Итак, все ждали, что Зейсс-Инкварт отправит нацистам телеграмму с просьбой явиться и оказать ему вооруженную поддержку. В половине девятого вечера ровным счетом ничего не происходит. Шампанское в бокалах выдыхается. Что, черт возьми, вытворяет Зейсс-Инкварт? Все надеялись, что он поспешит, отправит телеграмму и можно будет наконец пойти ужинать. Гитлер вне себя, он ждет уже несколько часов! На самом деле он ждет уже несколько лет! Поэтому в восемь сорок пять, потеряв самообладание, Гитлер приказывает напасть на Австрию. Провались оно пропадом — приглашение Зейсс-Инкварта. Можно обойтись и без него! Бог с ним, с юридическим правом, с хартиями, конституциями и соглашениями, законами, этой нормативной абстрактной чушью, наложницей Хаммурапи, институция — проституция, закон отнюдь не един для всех! Разве совершенный поступок не внушительнее любого закона? Австрию завоюют без чьего-либо разрешения и сделают это с любовью.

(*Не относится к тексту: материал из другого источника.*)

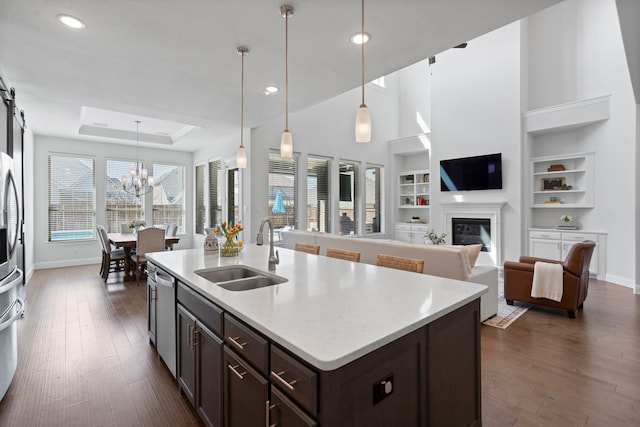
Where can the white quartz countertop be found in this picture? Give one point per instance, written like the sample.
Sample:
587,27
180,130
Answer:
329,312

Однако, начав военные действия, немцы подумали, что с приглашением все-таки было бы надежнее. Поэтому они сами написали телеграмму — так иногда мужчины диктуют любовницам записки, которые страстно желают получить. Спустя три минуты Зейсс-Инкварт получил текст телеграммы, которую ему надлежало отправить Адольфу Гитлеру. Так, с помощью тонкой манипуляции захват превратился бы в визит вежливости. Хлеб должен стать плотью. Вино должно стать кровью. Но оказалось — сюрприз! — Зейсс-Инкварт не вполне готов продавать Австрию с потрохами. Часы тикали, а телеграмма не приходила.